Calmodulin binds to the cytoplasmic domain of angiotensin-converting enzyme and regulates its phosphorylation and cleavage secretion

The rate of cleavage secretion of the enzymatically active ectodomain of angiotensin-converting enzyme ( ACE) is regulated by tyrosine phosphorylation of the protein and by the phorbol ester, phorbol 12-myristate 13-acetate (PMA), an activator of protein kinase C. Here, we report that both calmodulin inhibitor (CaMI) and calmodulin kinase inhibitor could also enhance cleavage secretion of ACE. This effect was accompanied by the dissociation of calmodulin from a specific region within the cytoplasmic domain of ACE to which it had been bound.

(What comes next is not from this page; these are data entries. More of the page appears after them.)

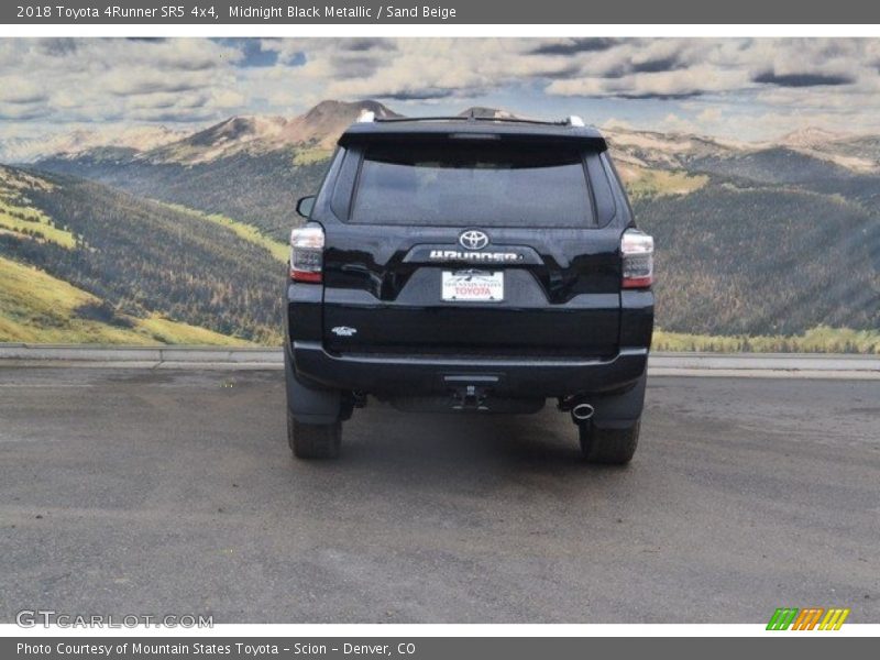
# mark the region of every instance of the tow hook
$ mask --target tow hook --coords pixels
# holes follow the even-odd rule
[[[488,410],[486,407],[486,391],[476,385],[465,385],[452,391],[453,410]]]
[[[595,409],[590,404],[578,404],[571,409],[571,418],[574,420],[574,424],[583,424],[591,417]]]

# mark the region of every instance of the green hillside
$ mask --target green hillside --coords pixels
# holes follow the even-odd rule
[[[33,266],[0,257],[0,341],[24,343],[243,343],[205,328],[151,315],[131,317]]]
[[[296,201],[318,190],[330,153],[284,148],[238,153],[215,161],[182,164],[146,158],[50,158],[40,168],[100,182],[136,195],[227,216],[286,242],[300,222]]]
[[[842,195],[713,182],[639,198],[658,324],[695,334],[880,328],[880,218]]]
[[[322,114],[316,109],[316,117],[330,110],[326,106]],[[42,242],[31,245],[38,243],[44,256],[58,251],[64,237],[53,241],[47,233],[52,230],[68,232],[89,250],[105,230],[111,243],[140,242],[146,252],[154,251],[152,243],[158,241],[166,249],[155,255],[156,265],[166,275],[155,274],[146,285],[138,278],[116,283],[118,276],[125,280],[128,273],[105,272],[96,278],[82,264],[72,266],[69,260],[45,263],[46,267],[73,268],[72,282],[102,297],[101,283],[114,282],[108,299],[125,309],[167,309],[175,318],[219,332],[275,341],[278,287],[267,273],[280,273],[289,229],[299,222],[296,199],[317,190],[333,131],[351,121],[348,116],[333,116],[330,130],[322,120],[309,123],[311,114],[300,118],[306,123],[296,124],[297,119],[286,124],[308,128],[306,133],[287,135],[287,142],[282,133],[270,130],[275,125],[271,121],[233,119],[150,152],[92,150],[43,160],[41,169],[73,173],[178,206],[147,213],[158,226],[150,240],[131,224],[125,226],[124,239],[114,237],[112,223],[96,224],[95,218],[88,218],[95,233],[82,234],[87,213],[69,202],[74,190],[66,186],[40,190],[34,198],[50,220],[37,219],[29,226],[44,232]],[[260,138],[235,142],[242,133]],[[657,241],[657,321],[670,345],[734,346],[739,345],[738,338],[751,337],[765,338],[762,346],[784,345],[779,338],[789,338],[790,345],[804,350],[823,342],[827,350],[870,350],[870,333],[880,329],[880,175],[872,165],[880,157],[877,144],[880,139],[853,138],[823,144],[820,153],[784,141],[744,146],[692,135],[617,131],[613,154],[639,224]],[[853,164],[855,156],[861,160],[858,166]],[[84,186],[81,182],[75,186],[74,197],[88,198],[91,191]],[[111,194],[102,190],[102,195]],[[124,197],[112,195],[117,195],[113,205]],[[124,199],[141,210],[160,206]],[[161,220],[165,213],[168,218]],[[11,221],[6,222],[10,227]],[[145,221],[138,220],[139,227],[141,222]],[[178,223],[198,223],[198,235],[205,235],[189,237],[194,244],[186,251],[168,250],[174,240],[170,228]],[[0,250],[3,231],[0,224]],[[237,242],[229,242],[230,234]],[[272,266],[231,258],[242,243],[248,244],[244,250],[260,250],[261,258],[272,255]],[[239,274],[246,283],[246,295],[223,290],[221,297],[212,294],[209,302],[174,277],[170,284],[166,282],[168,270],[182,272],[180,262],[187,258],[190,264],[208,260],[206,267],[212,268],[210,254],[237,261],[228,263],[226,272]],[[147,274],[151,263],[144,264]],[[222,275],[213,271],[211,277]],[[154,280],[163,282],[161,293],[153,293]],[[209,280],[204,285],[217,289]],[[216,305],[219,300],[229,307]],[[850,332],[869,334],[865,339]]]
[[[7,226],[0,231],[0,257],[35,266],[94,296],[80,320],[118,329],[116,315],[136,319],[141,333],[155,341],[280,341],[285,268],[277,251],[254,237],[242,238],[241,228],[73,177],[10,167],[0,167],[0,176],[8,182],[0,191],[7,207],[40,218],[35,226],[51,223],[75,237],[73,245],[62,244]],[[20,307],[22,299],[16,299]],[[3,305],[0,314],[9,316],[12,298]],[[69,316],[79,307],[63,306],[58,314]],[[15,318],[23,317],[16,312]],[[198,334],[199,329],[206,332]],[[72,326],[69,341],[78,332]],[[0,341],[19,340],[12,330],[0,334]]]

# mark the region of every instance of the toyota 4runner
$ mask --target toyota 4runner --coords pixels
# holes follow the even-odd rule
[[[571,414],[587,461],[636,450],[653,240],[572,117],[349,128],[290,235],[287,432],[336,458],[367,396],[414,411]]]

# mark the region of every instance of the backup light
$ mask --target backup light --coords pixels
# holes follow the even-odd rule
[[[323,279],[323,229],[307,224],[290,232],[290,279],[321,282]]]
[[[648,288],[653,284],[653,238],[638,229],[627,229],[620,238],[623,288]]]

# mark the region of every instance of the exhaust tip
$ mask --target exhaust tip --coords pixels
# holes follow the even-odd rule
[[[595,409],[590,404],[578,404],[571,409],[571,416],[575,421],[586,421],[593,417],[593,413],[595,413]]]

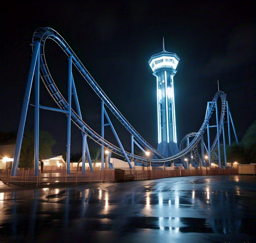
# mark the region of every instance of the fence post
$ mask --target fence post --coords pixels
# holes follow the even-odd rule
[[[6,183],[8,181],[8,173],[9,173],[9,170],[7,170],[7,174],[6,174]]]

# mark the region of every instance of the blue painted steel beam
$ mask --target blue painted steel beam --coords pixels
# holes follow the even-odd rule
[[[78,97],[77,97],[77,94],[76,93],[76,86],[75,85],[75,83],[74,81],[74,78],[73,75],[72,75],[72,90],[73,91],[73,95],[74,95],[74,98],[75,100],[75,103],[76,104],[76,111],[77,112],[78,116],[80,119],[82,119],[82,114],[81,113],[81,110],[80,109],[80,106],[79,105],[79,102],[78,101]],[[85,127],[84,126],[84,127]],[[82,136],[83,137],[83,144],[82,148],[82,175],[84,175],[85,174],[85,154],[86,151],[86,147],[88,147],[88,144],[87,144],[87,135],[86,135],[82,131]],[[92,161],[91,161],[91,157],[90,155],[90,152],[89,152],[89,149],[88,149],[88,152],[86,152],[87,154],[87,158],[90,158],[90,159],[88,159],[88,162],[89,163],[89,165],[90,166],[90,168],[92,172],[93,173],[93,166],[92,164]]]
[[[109,117],[109,116],[108,115],[107,113],[106,109],[105,109],[105,108],[104,108],[104,114],[105,114],[105,116],[106,116],[106,118],[107,118],[107,120],[108,122],[109,122],[109,125],[110,125],[110,127],[111,128],[111,129],[112,129],[112,131],[113,132],[113,133],[114,134],[115,137],[116,137],[116,140],[117,141],[117,142],[118,143],[118,144],[119,144],[119,146],[120,146],[120,148],[122,150],[123,153],[123,154],[124,157],[125,157],[125,158],[126,159],[126,160],[127,161],[128,164],[129,164],[130,168],[132,169],[133,169],[133,168],[132,167],[132,164],[131,163],[131,162],[130,161],[129,158],[127,156],[127,155],[126,154],[125,151],[124,151],[124,148],[123,147],[123,145],[122,145],[122,144],[121,143],[121,141],[119,140],[117,135],[116,134],[116,132],[113,126],[113,125],[111,123],[111,121],[110,120],[110,119]]]
[[[104,138],[104,102],[103,100],[101,102],[101,136],[102,138]],[[104,147],[101,146],[101,161],[102,170],[104,169]]]
[[[187,138],[187,146],[189,145],[189,138]],[[189,169],[189,158],[187,158],[187,169]]]
[[[89,166],[90,166],[90,169],[91,171],[91,173],[93,173],[93,168],[92,164],[92,160],[91,160],[91,156],[90,155],[90,152],[89,152],[89,148],[88,148],[88,144],[87,142],[87,135],[86,135],[85,140],[86,141],[86,146],[85,147],[85,150],[86,152],[86,155],[87,155],[87,158],[88,159],[88,162],[89,163]]]
[[[69,60],[68,83],[67,88],[67,173],[70,174],[70,133],[71,131],[71,92],[72,87],[72,57]]]
[[[38,49],[37,58],[35,68],[35,120],[34,120],[34,175],[39,173],[39,68],[40,50]]]
[[[207,103],[207,108],[209,111],[210,109],[210,102],[208,102]],[[211,164],[211,153],[209,152],[210,151],[211,149],[211,144],[210,140],[210,129],[209,128],[210,126],[209,126],[209,122],[208,121],[208,124],[207,124],[207,139],[208,140],[208,151],[207,152],[208,153],[208,156],[209,158],[209,167],[210,167],[210,165]],[[207,162],[206,162],[206,163]]]
[[[131,136],[131,153],[132,154],[134,154],[134,144],[133,143],[134,138],[133,135]],[[137,163],[134,161],[134,165],[137,165]]]
[[[20,116],[20,124],[19,125],[18,134],[17,135],[17,139],[16,141],[16,145],[13,157],[13,162],[11,168],[12,176],[16,176],[17,175],[17,170],[19,166],[19,161],[20,159],[20,148],[22,143],[22,138],[24,132],[24,127],[25,127],[25,122],[27,117],[27,107],[29,101],[29,97],[31,91],[31,86],[34,77],[34,73],[35,71],[36,63],[37,59],[37,55],[39,48],[40,43],[39,41],[35,41],[34,46],[34,52],[32,57],[32,60],[30,64],[30,67],[29,72],[29,77],[27,82],[26,90],[25,92],[25,96],[23,100],[22,105],[22,109],[21,114]]]
[[[134,142],[134,143],[137,145],[138,147],[140,149],[140,150],[144,153],[145,153],[145,154],[146,154],[146,151],[144,149],[143,149],[143,148],[137,142],[136,140],[135,139],[133,140],[133,142]]]
[[[203,136],[202,135],[201,137],[201,155],[202,157],[202,163],[203,166],[205,166],[205,150],[203,148]]]
[[[229,103],[227,101],[226,101],[226,104],[227,104],[227,130],[229,134],[229,145],[231,145],[231,137],[230,134],[230,123],[229,121]]]
[[[68,114],[69,113],[69,111],[66,111],[65,110],[59,109],[58,108],[52,108],[52,107],[49,107],[47,106],[43,106],[40,105],[39,105],[39,108],[40,108],[40,109],[43,109],[45,110],[48,110],[49,111],[52,111],[62,112],[63,113],[66,113],[66,114]]]
[[[85,153],[86,148],[86,135],[83,135],[83,148],[82,149],[82,175],[85,174]]]
[[[225,138],[225,130],[224,129],[224,123],[222,122],[222,132],[223,132],[223,145],[224,149],[224,158],[225,159],[225,166],[227,168],[227,156],[226,153],[226,139]]]
[[[220,129],[219,127],[219,116],[218,115],[218,106],[217,101],[215,101],[215,110],[216,111],[216,122],[217,122],[217,134],[218,138],[218,151],[219,152],[219,166],[220,169],[222,169],[220,159]]]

The same domain of ACE was phosphorylated, and both CaMI and PMA caused dephosphorylation of ACE as well. Mass spectrometric and mutational analyses identified Ser(730) as the only phosphorylated residue in the cytoplasmic domain of ACE. The Ser(730) --> Ala mutant of ACE was not phosphorylated, but it still bound calmodulin, and its cleavage secretion was enhanced by both CaMI and PMA. Similarly, when Ser(730) was replaced by the phosphoserine mimetic, Asp, cleavage secretion of the resultant mutant remained susceptible to the enhancing effect of CaMI and PMA. These results demonstrate that, although CaMI and PMA can enhance both cleavage secretion of ACE and its dephosphorylation, the two effects are not mutually interdependent.